L’académie doit attendre la disparition de Marianne Séguier, le 28 mars 1786 pour pouvoir disposer pleinement de l’ensemble de l’hôtel, Séguier s’étant éteint le 1er septembre 1784. Le bâtiment devient alors accessible au public « le mardi, le jeudi et le samedi, hors les temps de vacances selon l’institution de M. Séguier[12] », mais ni la bibliothèque ni les collections d’histoire naturelle ne sont encore pleinement consultables. Une partie des académiciens ne se contentant pas toutefois de la jouissance paisible de ce prestigieux héritage : un petit nombre d’entre eux s’efforcent de mettre en valeur et d’enrichir les collections. Jean Razoux, le nouveau secrétaire perpétuel, s’attache à récupérer des lettres du savant, obtenant notamment de Mme Schlaeger celles qui avaient été adressées à son mari[13]. Les projets dans les décennies qui précèdent les événements révolutionnaires s’entremêlent avec enthousiasme : les négociations conduites à partir de 1787[14] en vue d’installer les collections dans la Maison Carrée, qui aurait été alors échangée contre l’hôtel avec les augustins, ne peuvent toutefois aboutir, pas plus que la tentative d’impression, en 1787, de l’Index absolutissimus[15], menée par De Villas père et fils, qui souhaitaient également publier l’ensemble des inédits du savant.
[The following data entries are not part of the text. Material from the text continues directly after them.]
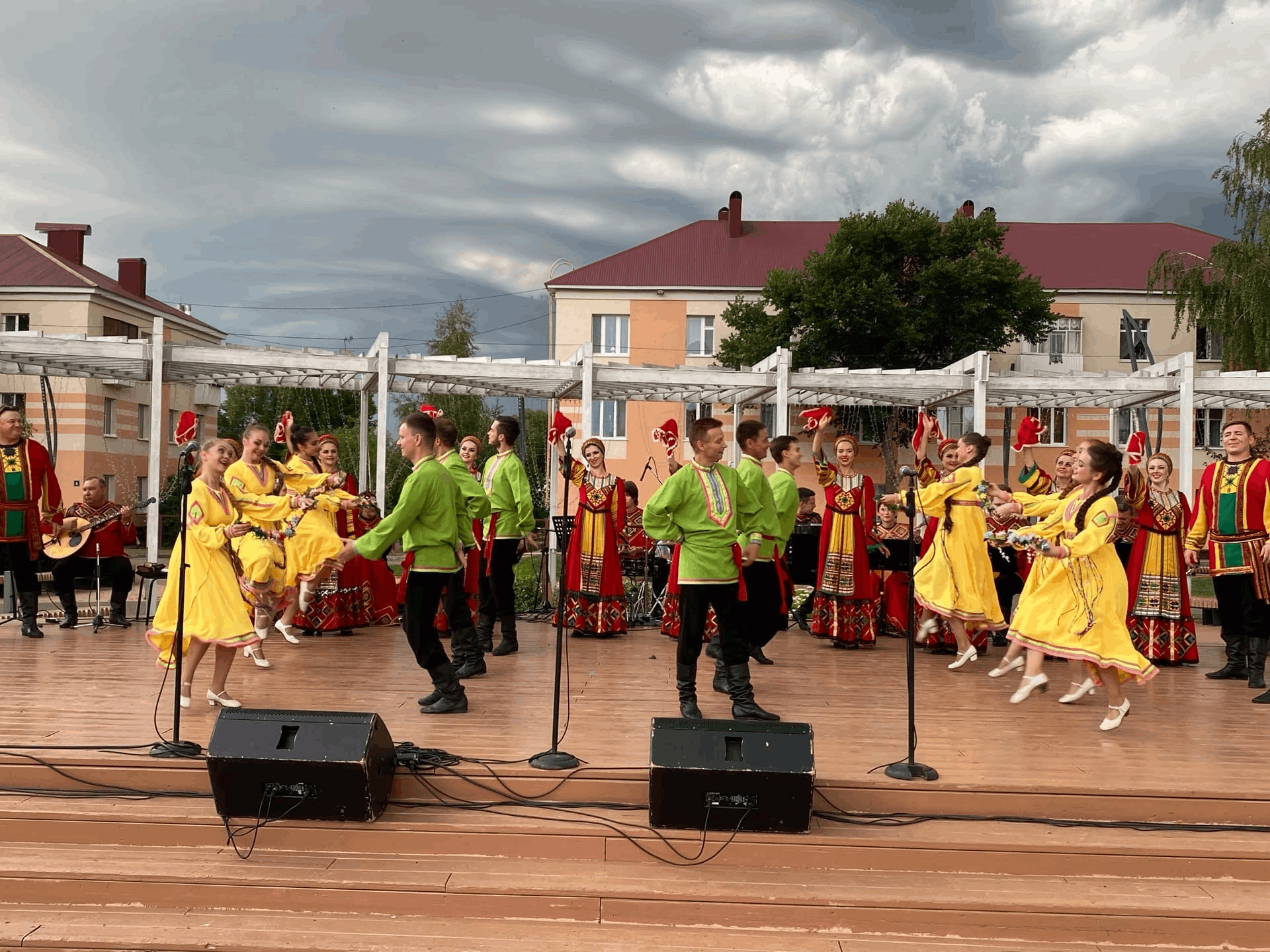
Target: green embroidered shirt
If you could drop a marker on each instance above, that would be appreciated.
(704, 509)
(425, 520)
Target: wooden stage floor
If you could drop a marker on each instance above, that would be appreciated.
(1187, 739)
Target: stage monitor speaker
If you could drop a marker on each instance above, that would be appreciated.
(300, 764)
(713, 772)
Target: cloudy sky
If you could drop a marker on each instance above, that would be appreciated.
(353, 155)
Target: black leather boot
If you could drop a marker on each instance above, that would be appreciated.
(454, 698)
(686, 681)
(469, 654)
(486, 633)
(508, 645)
(30, 604)
(118, 616)
(1257, 663)
(743, 705)
(71, 610)
(720, 682)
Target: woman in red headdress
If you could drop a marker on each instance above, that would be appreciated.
(365, 589)
(595, 601)
(845, 608)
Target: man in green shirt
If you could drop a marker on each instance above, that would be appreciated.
(511, 520)
(472, 504)
(427, 524)
(706, 510)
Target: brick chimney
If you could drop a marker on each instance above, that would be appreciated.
(132, 276)
(66, 240)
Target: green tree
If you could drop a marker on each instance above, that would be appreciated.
(1228, 292)
(893, 290)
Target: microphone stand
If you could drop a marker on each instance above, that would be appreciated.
(556, 760)
(911, 770)
(177, 746)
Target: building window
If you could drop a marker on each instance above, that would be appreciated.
(1208, 344)
(610, 333)
(1054, 420)
(114, 328)
(1140, 344)
(700, 337)
(955, 422)
(609, 419)
(1064, 338)
(1208, 429)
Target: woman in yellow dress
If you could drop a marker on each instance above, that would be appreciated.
(1079, 610)
(954, 578)
(215, 611)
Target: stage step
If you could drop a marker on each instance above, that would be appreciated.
(74, 928)
(1109, 912)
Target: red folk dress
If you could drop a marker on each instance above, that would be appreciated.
(1160, 615)
(845, 607)
(362, 593)
(595, 600)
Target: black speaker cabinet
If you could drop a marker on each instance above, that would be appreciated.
(300, 764)
(714, 771)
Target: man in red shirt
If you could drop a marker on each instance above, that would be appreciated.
(108, 541)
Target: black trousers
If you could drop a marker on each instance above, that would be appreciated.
(497, 588)
(17, 557)
(695, 602)
(1244, 615)
(422, 598)
(760, 614)
(116, 574)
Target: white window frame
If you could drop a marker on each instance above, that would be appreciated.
(1047, 415)
(1123, 338)
(1205, 418)
(609, 419)
(610, 334)
(706, 335)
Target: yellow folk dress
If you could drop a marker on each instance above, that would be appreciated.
(215, 611)
(1079, 608)
(954, 576)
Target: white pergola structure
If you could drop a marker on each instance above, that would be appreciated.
(968, 382)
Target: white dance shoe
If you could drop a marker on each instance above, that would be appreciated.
(1028, 686)
(1006, 666)
(1078, 692)
(1113, 720)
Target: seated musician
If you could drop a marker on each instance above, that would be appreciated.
(108, 541)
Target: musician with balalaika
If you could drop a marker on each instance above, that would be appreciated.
(95, 527)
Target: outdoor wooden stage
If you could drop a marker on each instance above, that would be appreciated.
(158, 873)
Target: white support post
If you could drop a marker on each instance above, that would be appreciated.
(364, 440)
(981, 391)
(1187, 423)
(154, 471)
(588, 380)
(783, 393)
(381, 420)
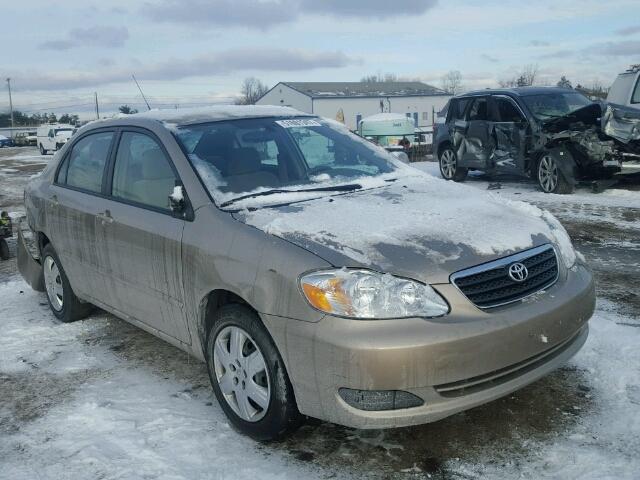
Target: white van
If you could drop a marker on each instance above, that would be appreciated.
(53, 136)
(626, 88)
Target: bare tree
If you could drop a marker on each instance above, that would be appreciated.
(452, 82)
(564, 82)
(252, 89)
(525, 78)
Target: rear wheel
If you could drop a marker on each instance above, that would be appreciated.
(248, 375)
(449, 168)
(63, 302)
(551, 179)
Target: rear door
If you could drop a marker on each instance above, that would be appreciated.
(141, 237)
(509, 129)
(76, 197)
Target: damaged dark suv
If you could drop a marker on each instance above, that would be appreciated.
(556, 136)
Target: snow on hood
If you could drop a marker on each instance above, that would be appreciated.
(418, 226)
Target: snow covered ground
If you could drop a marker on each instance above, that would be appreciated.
(102, 399)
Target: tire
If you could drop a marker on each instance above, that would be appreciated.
(63, 302)
(550, 177)
(449, 169)
(4, 249)
(236, 382)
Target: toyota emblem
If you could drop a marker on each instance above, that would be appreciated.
(518, 272)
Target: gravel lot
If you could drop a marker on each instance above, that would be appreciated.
(102, 399)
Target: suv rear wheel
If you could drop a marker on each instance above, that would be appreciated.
(550, 177)
(449, 166)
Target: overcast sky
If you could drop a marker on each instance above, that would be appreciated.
(198, 51)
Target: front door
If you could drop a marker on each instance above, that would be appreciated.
(76, 197)
(141, 238)
(509, 129)
(474, 150)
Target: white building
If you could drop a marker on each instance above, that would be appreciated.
(353, 101)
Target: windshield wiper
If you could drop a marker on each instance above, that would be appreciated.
(337, 188)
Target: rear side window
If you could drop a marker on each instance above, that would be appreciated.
(478, 110)
(142, 172)
(506, 111)
(635, 98)
(84, 167)
(457, 108)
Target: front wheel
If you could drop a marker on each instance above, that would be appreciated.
(449, 168)
(551, 179)
(248, 375)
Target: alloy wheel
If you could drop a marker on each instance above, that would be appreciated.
(241, 373)
(448, 164)
(53, 283)
(548, 173)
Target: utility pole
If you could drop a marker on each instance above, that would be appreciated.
(141, 92)
(10, 103)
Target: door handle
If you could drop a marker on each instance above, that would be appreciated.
(105, 217)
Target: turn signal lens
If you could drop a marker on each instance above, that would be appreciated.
(367, 294)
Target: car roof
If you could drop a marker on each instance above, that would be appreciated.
(518, 91)
(190, 116)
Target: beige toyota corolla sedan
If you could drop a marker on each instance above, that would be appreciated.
(315, 274)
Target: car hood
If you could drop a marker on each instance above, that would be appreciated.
(419, 227)
(615, 121)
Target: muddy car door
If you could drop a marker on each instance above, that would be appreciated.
(141, 237)
(473, 149)
(76, 198)
(509, 129)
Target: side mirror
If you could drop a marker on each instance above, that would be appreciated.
(176, 199)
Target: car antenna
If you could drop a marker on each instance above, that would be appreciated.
(141, 92)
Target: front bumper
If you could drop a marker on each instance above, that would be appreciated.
(453, 363)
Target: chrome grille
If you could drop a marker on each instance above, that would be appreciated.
(489, 285)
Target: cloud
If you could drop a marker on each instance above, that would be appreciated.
(625, 48)
(99, 36)
(489, 58)
(220, 63)
(263, 14)
(629, 30)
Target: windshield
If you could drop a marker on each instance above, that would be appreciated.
(271, 155)
(553, 105)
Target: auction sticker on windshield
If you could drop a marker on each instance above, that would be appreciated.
(298, 122)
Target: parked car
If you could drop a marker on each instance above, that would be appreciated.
(53, 137)
(556, 136)
(5, 141)
(626, 88)
(313, 272)
(24, 139)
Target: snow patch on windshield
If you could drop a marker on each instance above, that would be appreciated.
(413, 212)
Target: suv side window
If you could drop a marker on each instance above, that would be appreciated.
(506, 111)
(478, 110)
(457, 108)
(142, 171)
(84, 166)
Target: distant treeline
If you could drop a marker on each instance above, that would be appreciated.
(23, 120)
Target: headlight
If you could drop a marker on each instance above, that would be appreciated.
(368, 294)
(562, 239)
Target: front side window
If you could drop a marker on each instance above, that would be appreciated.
(249, 155)
(84, 167)
(507, 111)
(142, 172)
(478, 110)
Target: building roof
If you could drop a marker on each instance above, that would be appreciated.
(363, 89)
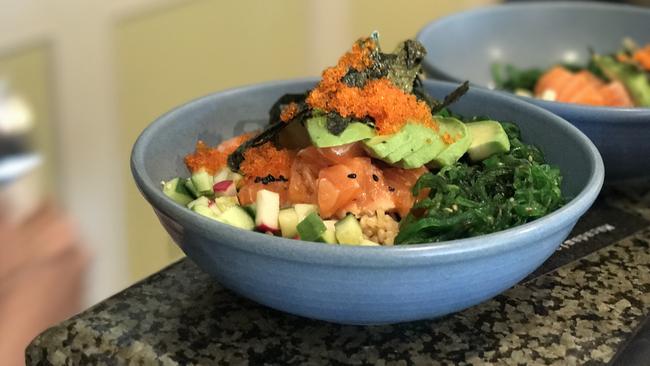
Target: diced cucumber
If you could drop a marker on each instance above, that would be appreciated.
(311, 228)
(175, 190)
(268, 209)
(223, 174)
(304, 209)
(190, 187)
(251, 209)
(238, 217)
(226, 202)
(329, 236)
(348, 231)
(201, 201)
(367, 242)
(205, 211)
(202, 182)
(288, 220)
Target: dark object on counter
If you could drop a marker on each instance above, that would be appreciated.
(13, 145)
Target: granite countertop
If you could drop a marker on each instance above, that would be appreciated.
(582, 307)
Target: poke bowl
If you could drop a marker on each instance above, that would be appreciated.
(541, 35)
(360, 284)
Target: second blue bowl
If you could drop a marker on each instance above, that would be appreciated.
(465, 45)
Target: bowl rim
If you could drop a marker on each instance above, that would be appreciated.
(639, 114)
(351, 255)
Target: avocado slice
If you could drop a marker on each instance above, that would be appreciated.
(329, 236)
(488, 138)
(463, 139)
(311, 228)
(348, 231)
(321, 137)
(431, 147)
(418, 135)
(380, 146)
(635, 81)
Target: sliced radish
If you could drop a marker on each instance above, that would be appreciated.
(223, 174)
(225, 188)
(268, 209)
(304, 209)
(288, 220)
(213, 206)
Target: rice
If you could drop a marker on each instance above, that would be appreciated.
(380, 228)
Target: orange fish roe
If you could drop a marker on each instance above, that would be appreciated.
(266, 159)
(389, 106)
(213, 158)
(642, 56)
(446, 137)
(289, 112)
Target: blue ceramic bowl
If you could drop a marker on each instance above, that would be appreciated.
(465, 45)
(352, 284)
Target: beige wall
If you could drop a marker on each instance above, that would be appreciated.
(27, 73)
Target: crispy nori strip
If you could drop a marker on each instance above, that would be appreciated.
(451, 97)
(336, 124)
(276, 108)
(237, 157)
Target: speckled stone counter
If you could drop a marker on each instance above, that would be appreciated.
(582, 312)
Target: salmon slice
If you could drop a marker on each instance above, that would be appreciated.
(589, 94)
(583, 87)
(337, 187)
(400, 182)
(553, 79)
(578, 81)
(374, 196)
(616, 95)
(341, 154)
(303, 182)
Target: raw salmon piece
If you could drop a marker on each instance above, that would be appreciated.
(374, 195)
(341, 154)
(247, 193)
(400, 182)
(303, 182)
(590, 94)
(337, 186)
(579, 81)
(553, 79)
(616, 95)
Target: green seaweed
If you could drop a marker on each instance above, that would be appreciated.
(467, 200)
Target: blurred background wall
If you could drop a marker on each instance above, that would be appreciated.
(95, 73)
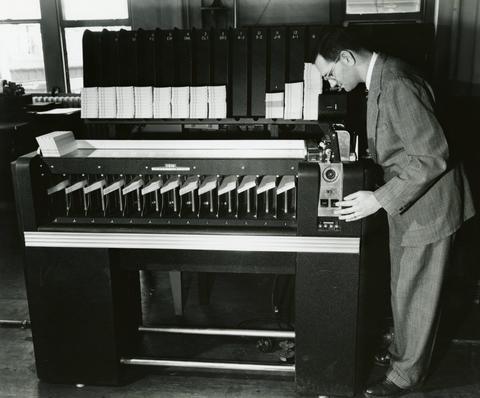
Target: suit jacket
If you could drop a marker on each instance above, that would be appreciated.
(426, 197)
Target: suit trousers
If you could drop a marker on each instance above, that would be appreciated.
(417, 274)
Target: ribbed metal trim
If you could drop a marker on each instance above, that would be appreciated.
(209, 365)
(279, 334)
(223, 242)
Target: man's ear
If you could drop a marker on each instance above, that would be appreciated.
(348, 57)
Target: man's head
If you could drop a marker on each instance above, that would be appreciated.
(341, 58)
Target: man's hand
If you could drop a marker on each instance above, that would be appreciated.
(357, 206)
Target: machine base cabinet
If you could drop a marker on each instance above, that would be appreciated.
(84, 312)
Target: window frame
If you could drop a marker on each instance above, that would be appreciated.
(25, 22)
(52, 30)
(338, 14)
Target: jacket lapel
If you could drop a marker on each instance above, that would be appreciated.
(372, 105)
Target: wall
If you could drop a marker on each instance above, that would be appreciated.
(167, 14)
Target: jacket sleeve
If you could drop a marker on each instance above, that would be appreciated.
(408, 113)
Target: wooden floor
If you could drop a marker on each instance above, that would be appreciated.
(455, 370)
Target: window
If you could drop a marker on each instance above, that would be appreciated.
(21, 60)
(79, 16)
(382, 6)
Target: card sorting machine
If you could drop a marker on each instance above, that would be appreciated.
(94, 216)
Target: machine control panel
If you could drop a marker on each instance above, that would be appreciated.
(330, 192)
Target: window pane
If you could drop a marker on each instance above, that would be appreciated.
(19, 9)
(21, 60)
(382, 6)
(73, 39)
(94, 9)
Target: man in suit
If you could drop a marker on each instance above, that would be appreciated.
(425, 195)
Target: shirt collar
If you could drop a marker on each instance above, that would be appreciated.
(370, 70)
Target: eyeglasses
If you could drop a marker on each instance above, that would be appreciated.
(329, 75)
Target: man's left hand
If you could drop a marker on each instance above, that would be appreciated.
(357, 206)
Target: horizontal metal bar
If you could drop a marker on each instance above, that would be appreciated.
(221, 242)
(200, 121)
(209, 365)
(221, 332)
(7, 323)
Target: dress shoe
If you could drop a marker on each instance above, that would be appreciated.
(385, 388)
(383, 358)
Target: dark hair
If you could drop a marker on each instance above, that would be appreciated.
(332, 40)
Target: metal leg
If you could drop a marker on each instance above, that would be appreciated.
(176, 286)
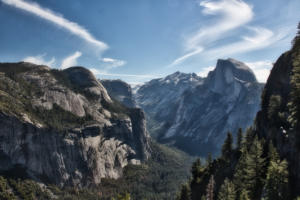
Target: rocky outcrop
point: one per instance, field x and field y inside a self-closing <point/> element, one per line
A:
<point x="62" y="126"/>
<point x="275" y="127"/>
<point x="195" y="113"/>
<point x="120" y="91"/>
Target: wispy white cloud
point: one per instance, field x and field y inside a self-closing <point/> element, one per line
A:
<point x="58" y="20"/>
<point x="230" y="14"/>
<point x="40" y="60"/>
<point x="261" y="69"/>
<point x="71" y="60"/>
<point x="104" y="73"/>
<point x="110" y="63"/>
<point x="204" y="71"/>
<point x="260" y="38"/>
<point x="186" y="56"/>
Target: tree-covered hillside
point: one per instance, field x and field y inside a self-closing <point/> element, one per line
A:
<point x="264" y="162"/>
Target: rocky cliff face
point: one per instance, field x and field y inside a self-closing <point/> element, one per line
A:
<point x="195" y="113"/>
<point x="272" y="120"/>
<point x="62" y="127"/>
<point x="120" y="91"/>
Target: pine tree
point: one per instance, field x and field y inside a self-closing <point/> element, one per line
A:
<point x="273" y="154"/>
<point x="227" y="147"/>
<point x="244" y="195"/>
<point x="255" y="169"/>
<point x="185" y="193"/>
<point x="250" y="170"/>
<point x="294" y="105"/>
<point x="249" y="137"/>
<point x="274" y="108"/>
<point x="196" y="170"/>
<point x="239" y="139"/>
<point x="277" y="180"/>
<point x="209" y="159"/>
<point x="210" y="188"/>
<point x="240" y="173"/>
<point x="227" y="191"/>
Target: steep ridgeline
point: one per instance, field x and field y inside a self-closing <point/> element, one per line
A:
<point x="265" y="162"/>
<point x="195" y="113"/>
<point x="279" y="119"/>
<point x="120" y="91"/>
<point x="63" y="128"/>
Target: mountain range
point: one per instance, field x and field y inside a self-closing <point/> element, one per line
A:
<point x="195" y="113"/>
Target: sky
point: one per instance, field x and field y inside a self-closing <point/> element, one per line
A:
<point x="139" y="40"/>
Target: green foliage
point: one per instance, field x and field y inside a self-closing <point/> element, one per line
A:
<point x="210" y="189"/>
<point x="277" y="180"/>
<point x="185" y="193"/>
<point x="125" y="196"/>
<point x="239" y="139"/>
<point x="209" y="159"/>
<point x="197" y="170"/>
<point x="254" y="169"/>
<point x="273" y="154"/>
<point x="227" y="191"/>
<point x="244" y="195"/>
<point x="274" y="108"/>
<point x="227" y="147"/>
<point x="157" y="179"/>
<point x="293" y="105"/>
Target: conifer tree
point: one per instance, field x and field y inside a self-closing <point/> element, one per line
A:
<point x="249" y="137"/>
<point x="185" y="193"/>
<point x="239" y="139"/>
<point x="210" y="188"/>
<point x="227" y="191"/>
<point x="227" y="147"/>
<point x="250" y="170"/>
<point x="255" y="169"/>
<point x="244" y="195"/>
<point x="273" y="154"/>
<point x="209" y="159"/>
<point x="277" y="180"/>
<point x="294" y="105"/>
<point x="196" y="171"/>
<point x="240" y="174"/>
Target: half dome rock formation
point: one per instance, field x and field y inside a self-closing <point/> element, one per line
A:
<point x="195" y="113"/>
<point x="62" y="127"/>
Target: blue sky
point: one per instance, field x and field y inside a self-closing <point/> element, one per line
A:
<point x="138" y="40"/>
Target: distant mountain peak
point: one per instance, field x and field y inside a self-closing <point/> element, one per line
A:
<point x="231" y="68"/>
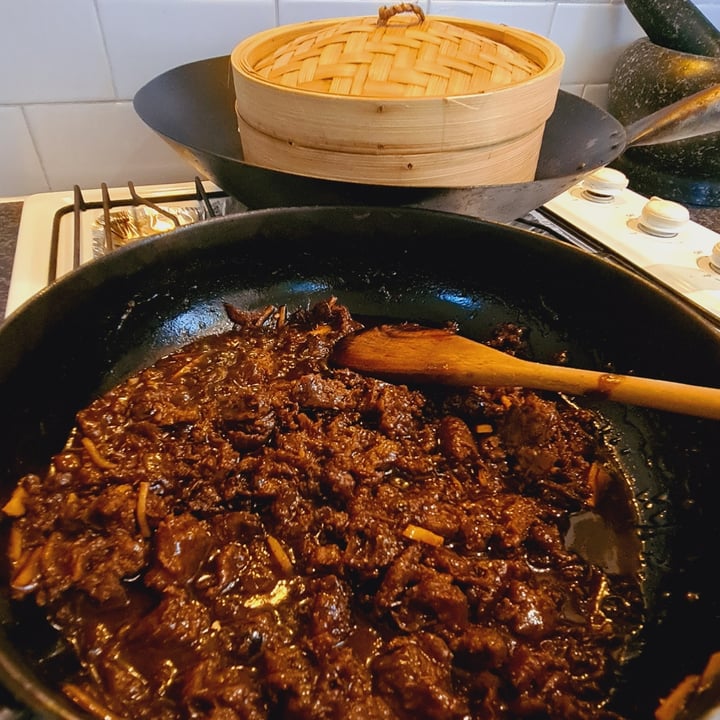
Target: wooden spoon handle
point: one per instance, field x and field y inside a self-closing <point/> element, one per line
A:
<point x="659" y="394"/>
<point x="429" y="355"/>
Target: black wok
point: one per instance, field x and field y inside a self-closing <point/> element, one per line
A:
<point x="93" y="327"/>
<point x="193" y="108"/>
Faute de fonds propres, l’académie a en fait du mal à valoriser autant qu’elle le souhaiterait ses collections. Elle doit constamment compter sur les « efforts extraordinaires » de ses membres, « de fortune et d’état différents », pour entretenir le bâtiment, tout en s’efforçant de maintenir l’existant. En 1786, la compagnie, appuyée par le trésorier des États provinciaux, qui écrit en ce sens au baron de Breteuil, décide de s’adresser à Charles-Alexandre de Calonne afin de « recourir à la munificence de Sa Majesté[16] », à une date où la mise en œuvre d’un nouveau plan d’urbanisme prévoit la création d’un premier musée municipal[17]. Elle demande donc « un secours annuel de 2 000 livres nécessaires à la conservation des cabinets Séguier & à l’entretien des bâtiments qui les renferme ». La conjoncture est cependant mauvaise : la demande ne peut aboutir, malgré l’intervention des états provinciaux qui sollicitent le baron de Breteuil.
Au moment où intervient la suppression des académies, le 8 août 1793, la compagnie, très affaiblie par les divisions politiques et par le déclassement d’une grande partie de ses membres, n’est de toute évidence plus en mesure de faire face aux dépenses afférentes au fonctionnement du bâtiment-musée, dont on ne sait à vrai dire plus grand-chose, faute d’archives. Les collections vont dès lors connaître une autre destinée, en quittant définitivement la « maison des sciences » vendue comme bien nationale.
[1] Emmanuelle Chapron, « Monde savant et ventes de bibliothèques en France méridionale dans la seconde moitié du XVIIIe siècle », Annales du Midi, 2013, 283, p.409-429, p. 417-418.
[2] Charles Liotard, « Donation de Séguier à l’académie de Nîmes », Mémoires de l’académie de Nîmes, VIII, 1885, p. 299-325.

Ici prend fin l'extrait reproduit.